I am personally unaware of any such "formal system for anonymous
denunciations," or that there ever has been. I am in a position where I would
know if such a thing had existed within the last 10 years, and I know how to
engage with the the appropriate owner if one ever came into being (as all
Amazonians are encouraged to do if they have a concern).

[edit written at 2020-04-06T19:50:00Z in response to parent edit]

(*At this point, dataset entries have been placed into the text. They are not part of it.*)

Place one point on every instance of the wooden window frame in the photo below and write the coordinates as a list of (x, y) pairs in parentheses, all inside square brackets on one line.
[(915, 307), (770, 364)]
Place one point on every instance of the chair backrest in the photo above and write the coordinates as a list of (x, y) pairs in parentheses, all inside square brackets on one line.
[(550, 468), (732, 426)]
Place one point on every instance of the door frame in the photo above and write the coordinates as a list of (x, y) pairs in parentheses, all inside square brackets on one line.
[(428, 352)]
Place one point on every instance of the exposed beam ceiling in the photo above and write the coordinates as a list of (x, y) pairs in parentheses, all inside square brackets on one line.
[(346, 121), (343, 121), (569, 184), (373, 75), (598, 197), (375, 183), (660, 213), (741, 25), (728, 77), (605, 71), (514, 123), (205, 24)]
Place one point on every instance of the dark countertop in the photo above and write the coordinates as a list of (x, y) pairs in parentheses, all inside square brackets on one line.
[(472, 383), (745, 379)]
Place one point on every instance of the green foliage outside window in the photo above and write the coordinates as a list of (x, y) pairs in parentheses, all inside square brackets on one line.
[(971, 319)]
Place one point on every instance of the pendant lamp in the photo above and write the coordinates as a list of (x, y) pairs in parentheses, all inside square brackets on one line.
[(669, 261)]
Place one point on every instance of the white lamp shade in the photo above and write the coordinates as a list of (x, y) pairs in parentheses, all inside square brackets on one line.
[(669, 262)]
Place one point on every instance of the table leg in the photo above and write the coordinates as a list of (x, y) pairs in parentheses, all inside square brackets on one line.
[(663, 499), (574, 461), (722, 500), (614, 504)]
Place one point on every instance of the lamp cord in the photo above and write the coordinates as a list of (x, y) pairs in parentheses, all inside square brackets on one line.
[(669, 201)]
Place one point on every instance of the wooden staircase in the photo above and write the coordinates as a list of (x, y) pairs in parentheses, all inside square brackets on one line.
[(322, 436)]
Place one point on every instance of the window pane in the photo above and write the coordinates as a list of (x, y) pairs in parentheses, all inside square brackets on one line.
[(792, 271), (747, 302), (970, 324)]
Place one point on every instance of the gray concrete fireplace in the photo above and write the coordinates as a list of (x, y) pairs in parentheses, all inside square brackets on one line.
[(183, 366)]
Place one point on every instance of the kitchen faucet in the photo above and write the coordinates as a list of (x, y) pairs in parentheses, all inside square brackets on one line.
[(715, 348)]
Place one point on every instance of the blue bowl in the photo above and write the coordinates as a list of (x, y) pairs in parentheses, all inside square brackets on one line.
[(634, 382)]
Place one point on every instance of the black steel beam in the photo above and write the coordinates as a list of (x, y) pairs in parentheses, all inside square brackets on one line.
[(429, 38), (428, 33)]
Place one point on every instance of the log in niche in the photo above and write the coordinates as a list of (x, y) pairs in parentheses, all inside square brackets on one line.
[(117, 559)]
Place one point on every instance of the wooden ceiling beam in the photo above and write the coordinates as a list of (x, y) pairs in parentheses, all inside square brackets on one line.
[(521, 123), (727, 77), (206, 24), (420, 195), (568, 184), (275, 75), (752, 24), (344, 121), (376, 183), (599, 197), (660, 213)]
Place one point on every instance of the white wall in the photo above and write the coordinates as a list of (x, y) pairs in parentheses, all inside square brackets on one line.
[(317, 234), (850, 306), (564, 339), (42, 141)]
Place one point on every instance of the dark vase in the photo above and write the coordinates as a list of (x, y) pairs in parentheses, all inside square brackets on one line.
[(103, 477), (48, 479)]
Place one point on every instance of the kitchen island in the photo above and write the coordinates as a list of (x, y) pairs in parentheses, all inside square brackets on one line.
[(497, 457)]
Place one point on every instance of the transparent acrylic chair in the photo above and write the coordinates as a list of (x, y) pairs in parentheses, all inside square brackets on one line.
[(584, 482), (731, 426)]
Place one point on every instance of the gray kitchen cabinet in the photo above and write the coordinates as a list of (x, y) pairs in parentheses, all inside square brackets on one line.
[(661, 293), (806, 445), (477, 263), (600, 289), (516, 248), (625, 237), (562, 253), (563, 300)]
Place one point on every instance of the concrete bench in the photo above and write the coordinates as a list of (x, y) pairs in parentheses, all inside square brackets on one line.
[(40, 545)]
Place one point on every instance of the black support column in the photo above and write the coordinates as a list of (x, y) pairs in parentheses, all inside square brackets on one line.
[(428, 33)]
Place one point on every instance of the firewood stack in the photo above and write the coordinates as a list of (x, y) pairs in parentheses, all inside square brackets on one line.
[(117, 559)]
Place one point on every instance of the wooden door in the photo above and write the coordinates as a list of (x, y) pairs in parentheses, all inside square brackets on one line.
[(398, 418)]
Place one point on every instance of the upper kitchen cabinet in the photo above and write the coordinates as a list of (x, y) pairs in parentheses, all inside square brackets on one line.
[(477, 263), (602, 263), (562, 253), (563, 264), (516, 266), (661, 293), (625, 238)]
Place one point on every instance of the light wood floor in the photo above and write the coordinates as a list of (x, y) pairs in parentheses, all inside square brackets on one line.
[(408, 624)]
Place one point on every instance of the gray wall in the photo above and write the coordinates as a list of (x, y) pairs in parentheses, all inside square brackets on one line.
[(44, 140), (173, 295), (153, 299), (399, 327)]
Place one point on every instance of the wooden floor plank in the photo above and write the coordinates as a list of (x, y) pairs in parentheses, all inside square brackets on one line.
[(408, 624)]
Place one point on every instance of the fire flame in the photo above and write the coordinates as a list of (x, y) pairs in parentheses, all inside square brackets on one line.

Forte, and Anytime Feedback before it, is not anonymous, nor is it
"effectively anonymous". Just like an email to someone's manager, when you
submit feedback your contact information is known to the manager receiving the
feedback for one of their reports. It is the responsibility of a manager to
take the feedback in context, along with any other information they have or
can obtain, and decide what, if any, message should be conveyed to their
report. Within my (very large) organization, it is our intentional practice at
the highest levels to reinforce that managers must "own their feedback" for
their reports. That's to say: you take in all the information and signals that
help you grow and develop your report, and you don't say "one of the pieces of
feedback that I received is _____."

Currently Forte feedback is provided verbatim to employees without any
information about who provided a piece of feedback (both positive feedback and
growth areas). This may be why you characterize the feedback as "anonymous."
However, 1) only feedback that you request from your colleagues, or your
manager explicitly requests on their report's behalf, is included in the Forte
annual process. It does not provide any mechanism for someone to provide
"unsolicited" feedback (though constructive feedback is encouraged at Amazon,
either direct or via a manager). 2) Feedback provided in the Forte annual
process is only provided to their report at the discretion of the manager.

From your comments it's pretty clear to me that you didn't have a good
experience at Amazon. I'm sorry for that, especially if there was a manager
who didn't live up to our high expectations with regard to how to manage
performance and develop their reports.